Leetcode #1800: Maximum Ascending Subarray Sum
In this guide, we solve Leetcode #1800 Maximum Ascending Subarray Sum in Python and focus on the core idea that makes the solution efficient.
You will see the intuition, the step-by-step method, and a clean Python implementation you can use in interviews.

Problem Statement
Given an array of positive integers nums, return the maximum possible sum of an strictly increasing subarray in nums. A subarray is defined as a contiguous sequence of numbers in an array.
Quick Facts
- Difficulty: Easy
- Premium: No
- Tags: Array
Intuition
The constraints allow a direct scan that keeps only the essential state.
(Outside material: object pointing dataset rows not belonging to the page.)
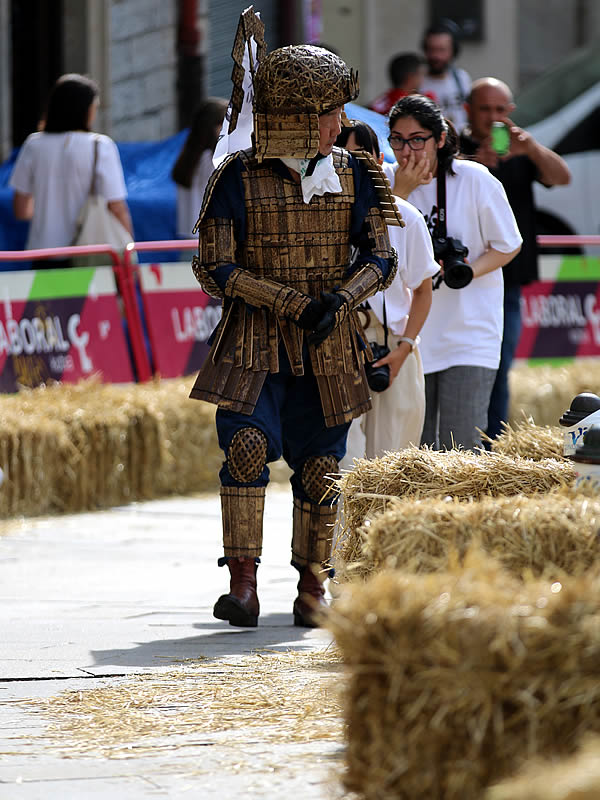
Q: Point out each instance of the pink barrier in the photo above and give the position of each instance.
(58, 324)
(127, 276)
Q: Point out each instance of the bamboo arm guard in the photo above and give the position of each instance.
(265, 293)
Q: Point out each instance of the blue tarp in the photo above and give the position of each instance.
(151, 191)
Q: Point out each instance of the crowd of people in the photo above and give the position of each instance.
(366, 306)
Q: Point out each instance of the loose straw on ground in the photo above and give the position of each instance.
(457, 678)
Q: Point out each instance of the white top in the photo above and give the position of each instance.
(415, 263)
(448, 96)
(189, 201)
(56, 168)
(464, 326)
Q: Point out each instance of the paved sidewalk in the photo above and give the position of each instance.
(89, 600)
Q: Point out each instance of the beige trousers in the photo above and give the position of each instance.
(397, 417)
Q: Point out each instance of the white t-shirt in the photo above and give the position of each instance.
(449, 97)
(189, 201)
(415, 263)
(464, 326)
(56, 168)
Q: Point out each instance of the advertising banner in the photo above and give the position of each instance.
(179, 317)
(560, 314)
(62, 325)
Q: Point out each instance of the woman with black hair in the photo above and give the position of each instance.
(461, 338)
(396, 418)
(53, 172)
(194, 164)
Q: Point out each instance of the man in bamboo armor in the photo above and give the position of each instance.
(277, 229)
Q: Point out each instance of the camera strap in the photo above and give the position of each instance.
(384, 321)
(441, 231)
(440, 228)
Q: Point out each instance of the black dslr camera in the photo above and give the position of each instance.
(378, 378)
(452, 252)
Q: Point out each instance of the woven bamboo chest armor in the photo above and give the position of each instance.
(305, 246)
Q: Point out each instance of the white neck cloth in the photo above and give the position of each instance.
(323, 179)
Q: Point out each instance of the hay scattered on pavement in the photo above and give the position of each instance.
(552, 535)
(277, 697)
(457, 678)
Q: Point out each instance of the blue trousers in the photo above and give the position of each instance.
(499, 400)
(290, 415)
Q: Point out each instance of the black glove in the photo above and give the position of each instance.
(332, 302)
(311, 315)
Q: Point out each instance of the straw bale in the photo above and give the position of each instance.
(421, 472)
(525, 438)
(574, 778)
(75, 447)
(28, 452)
(551, 535)
(544, 393)
(457, 678)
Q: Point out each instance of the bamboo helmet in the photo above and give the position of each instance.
(292, 86)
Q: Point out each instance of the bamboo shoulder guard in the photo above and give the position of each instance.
(382, 187)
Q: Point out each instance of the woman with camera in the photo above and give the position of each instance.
(396, 374)
(474, 234)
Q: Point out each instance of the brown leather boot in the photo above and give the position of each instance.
(240, 607)
(311, 597)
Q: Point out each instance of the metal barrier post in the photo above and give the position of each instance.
(129, 271)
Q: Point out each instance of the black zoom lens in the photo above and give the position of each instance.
(378, 378)
(451, 251)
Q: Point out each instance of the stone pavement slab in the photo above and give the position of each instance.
(90, 600)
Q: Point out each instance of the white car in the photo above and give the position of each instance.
(561, 109)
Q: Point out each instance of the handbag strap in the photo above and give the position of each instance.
(93, 182)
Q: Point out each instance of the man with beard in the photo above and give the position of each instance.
(448, 85)
(525, 162)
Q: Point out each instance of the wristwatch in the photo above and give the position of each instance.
(412, 342)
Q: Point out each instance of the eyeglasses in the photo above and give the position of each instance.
(416, 143)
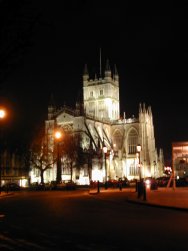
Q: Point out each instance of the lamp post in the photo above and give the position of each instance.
(105, 152)
(58, 137)
(2, 116)
(139, 148)
(154, 163)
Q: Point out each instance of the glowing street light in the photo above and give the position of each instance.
(139, 148)
(58, 137)
(105, 153)
(2, 116)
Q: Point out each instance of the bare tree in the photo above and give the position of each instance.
(41, 156)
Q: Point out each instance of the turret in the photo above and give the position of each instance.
(51, 108)
(85, 75)
(107, 73)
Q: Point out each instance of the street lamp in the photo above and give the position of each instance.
(58, 137)
(2, 116)
(139, 148)
(105, 153)
(154, 163)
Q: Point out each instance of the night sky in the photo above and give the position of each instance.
(45, 44)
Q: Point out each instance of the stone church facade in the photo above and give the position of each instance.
(98, 121)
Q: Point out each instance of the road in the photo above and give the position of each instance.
(76, 220)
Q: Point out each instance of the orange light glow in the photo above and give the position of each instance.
(58, 135)
(2, 113)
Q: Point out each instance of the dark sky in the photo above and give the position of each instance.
(45, 44)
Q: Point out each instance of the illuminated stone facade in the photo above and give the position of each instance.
(99, 122)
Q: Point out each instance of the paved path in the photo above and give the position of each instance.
(176, 198)
(162, 197)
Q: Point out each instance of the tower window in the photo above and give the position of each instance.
(101, 92)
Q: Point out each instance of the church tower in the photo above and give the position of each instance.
(101, 95)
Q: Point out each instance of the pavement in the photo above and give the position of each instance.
(166, 197)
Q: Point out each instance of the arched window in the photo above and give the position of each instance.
(132, 141)
(117, 140)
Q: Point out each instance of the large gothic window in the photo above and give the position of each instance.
(132, 141)
(117, 140)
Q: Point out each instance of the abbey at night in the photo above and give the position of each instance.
(98, 122)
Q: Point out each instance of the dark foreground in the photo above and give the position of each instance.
(77, 220)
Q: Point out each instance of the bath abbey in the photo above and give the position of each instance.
(116, 147)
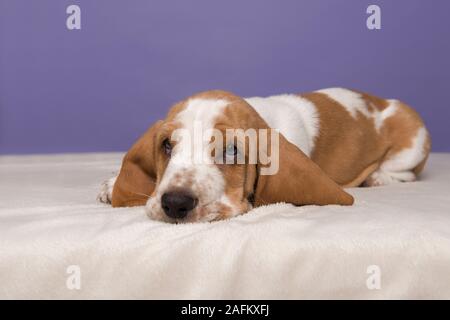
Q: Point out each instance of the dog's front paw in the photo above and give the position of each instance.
(105, 194)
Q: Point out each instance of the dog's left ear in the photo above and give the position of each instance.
(298, 181)
(137, 178)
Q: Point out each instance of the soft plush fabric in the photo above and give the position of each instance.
(50, 220)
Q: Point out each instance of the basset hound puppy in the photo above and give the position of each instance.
(321, 142)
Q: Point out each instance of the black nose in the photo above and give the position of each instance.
(177, 204)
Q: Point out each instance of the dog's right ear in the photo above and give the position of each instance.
(137, 178)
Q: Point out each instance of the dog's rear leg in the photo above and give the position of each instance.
(410, 147)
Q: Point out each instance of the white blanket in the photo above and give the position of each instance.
(49, 221)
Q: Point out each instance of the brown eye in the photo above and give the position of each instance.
(167, 147)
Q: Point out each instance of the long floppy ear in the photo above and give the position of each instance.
(137, 177)
(298, 181)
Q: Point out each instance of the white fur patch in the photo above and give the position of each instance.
(354, 103)
(350, 100)
(409, 158)
(295, 117)
(105, 194)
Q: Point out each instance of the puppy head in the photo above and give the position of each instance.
(214, 157)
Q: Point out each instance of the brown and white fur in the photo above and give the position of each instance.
(329, 139)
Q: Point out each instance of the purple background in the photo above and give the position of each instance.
(98, 88)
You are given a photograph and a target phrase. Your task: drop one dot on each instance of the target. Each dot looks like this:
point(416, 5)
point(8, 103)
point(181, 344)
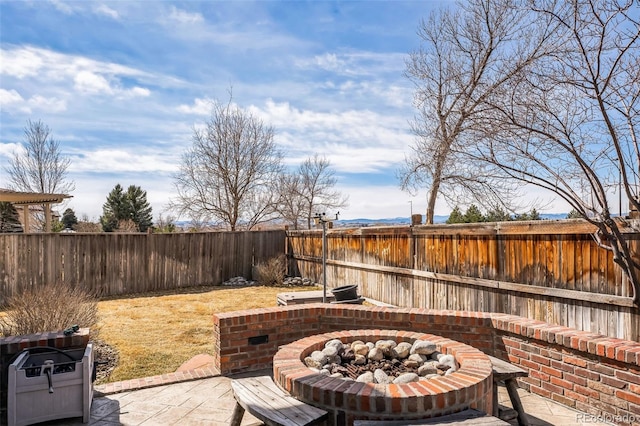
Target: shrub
point(49, 308)
point(271, 273)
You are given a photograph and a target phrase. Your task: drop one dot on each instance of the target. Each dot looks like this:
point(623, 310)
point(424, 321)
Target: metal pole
point(324, 261)
point(620, 191)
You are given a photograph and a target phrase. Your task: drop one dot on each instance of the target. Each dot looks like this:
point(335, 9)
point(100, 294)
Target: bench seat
point(261, 397)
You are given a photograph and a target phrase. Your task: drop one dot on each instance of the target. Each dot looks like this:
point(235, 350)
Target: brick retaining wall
point(590, 372)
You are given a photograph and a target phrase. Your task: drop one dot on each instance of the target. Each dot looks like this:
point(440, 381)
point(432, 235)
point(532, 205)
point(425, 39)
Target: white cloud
point(62, 6)
point(137, 92)
point(41, 103)
point(353, 140)
point(89, 82)
point(184, 17)
point(21, 62)
point(46, 70)
point(8, 149)
point(120, 160)
point(11, 100)
point(356, 63)
point(201, 106)
point(380, 202)
point(8, 97)
point(105, 10)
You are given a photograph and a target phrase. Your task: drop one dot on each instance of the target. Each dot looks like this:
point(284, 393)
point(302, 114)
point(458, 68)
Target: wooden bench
point(301, 297)
point(468, 417)
point(261, 397)
point(507, 372)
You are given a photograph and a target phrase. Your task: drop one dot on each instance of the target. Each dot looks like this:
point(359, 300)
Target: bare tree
point(291, 203)
point(41, 167)
point(317, 180)
point(465, 56)
point(309, 190)
point(569, 122)
point(228, 173)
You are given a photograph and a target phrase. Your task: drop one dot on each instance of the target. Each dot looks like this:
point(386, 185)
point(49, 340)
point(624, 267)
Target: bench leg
point(512, 388)
point(495, 399)
point(238, 413)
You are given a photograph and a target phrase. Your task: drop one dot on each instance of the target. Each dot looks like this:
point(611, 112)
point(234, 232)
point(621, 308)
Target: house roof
point(17, 197)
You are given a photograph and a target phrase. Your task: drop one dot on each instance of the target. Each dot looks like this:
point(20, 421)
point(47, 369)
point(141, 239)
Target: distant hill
point(351, 223)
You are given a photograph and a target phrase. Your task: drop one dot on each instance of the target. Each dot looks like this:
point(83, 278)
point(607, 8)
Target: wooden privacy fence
point(115, 263)
point(549, 271)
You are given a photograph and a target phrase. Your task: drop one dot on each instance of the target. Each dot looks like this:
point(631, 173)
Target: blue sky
point(122, 84)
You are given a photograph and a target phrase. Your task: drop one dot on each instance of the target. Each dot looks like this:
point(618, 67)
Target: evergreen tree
point(497, 214)
point(131, 205)
point(456, 216)
point(9, 220)
point(69, 219)
point(113, 210)
point(139, 208)
point(573, 214)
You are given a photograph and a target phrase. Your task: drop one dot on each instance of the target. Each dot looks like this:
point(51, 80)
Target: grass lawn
point(156, 333)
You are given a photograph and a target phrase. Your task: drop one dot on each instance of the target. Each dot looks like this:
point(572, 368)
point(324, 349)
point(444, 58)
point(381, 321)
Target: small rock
point(348, 355)
point(423, 347)
point(360, 349)
point(375, 354)
point(366, 377)
point(409, 363)
point(360, 360)
point(312, 363)
point(385, 346)
point(406, 378)
point(330, 351)
point(335, 343)
point(401, 351)
point(419, 358)
point(381, 377)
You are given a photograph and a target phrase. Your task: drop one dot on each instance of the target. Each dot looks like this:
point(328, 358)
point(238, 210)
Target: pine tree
point(69, 219)
point(113, 210)
point(456, 216)
point(139, 208)
point(9, 220)
point(122, 206)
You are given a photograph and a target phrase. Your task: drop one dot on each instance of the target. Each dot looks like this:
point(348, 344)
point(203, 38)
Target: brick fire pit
point(469, 387)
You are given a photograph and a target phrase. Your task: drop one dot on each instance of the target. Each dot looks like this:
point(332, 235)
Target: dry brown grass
point(156, 333)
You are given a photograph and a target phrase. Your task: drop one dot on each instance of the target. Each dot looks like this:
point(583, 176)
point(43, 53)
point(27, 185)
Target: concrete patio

By translating the requirements into a clean loop, the logic stays easy to reason about.
Approach
Iterate through the data once, updating the state needed to compute the answer.
Return the final state after the traversal is complete.
Steps:
- Parse the input.
- Iterate and update state.
- Return the computed answer.
Example
Input: nums = [10,20,30,5,10,50]
Output: 65
Explanation: [5,10,50] is the ascending subarray with the maximum sum of 65.
Python Solution
class Solution:
def maxAscendingSum(self, nums: List[int]) -> int:
ans = t = 0
for i, v in enumerate(nums):
if i == 0 or v > nums[i - 1]:
t += v
ans = max(ans, t)
else:
t = v
return ans
Complexity
The time complexity is , where is the length of the array . The space complexity is .
Edge Cases and Pitfalls
Watch for boundary values, empty inputs, and duplicate values where applicable. If the problem involves ordering or constraints, confirm the invariant is preserved at every step.
Summary
This Python solution focuses on the essential structure of the problem and keeps the implementation interview-friendly while meeting the constraints.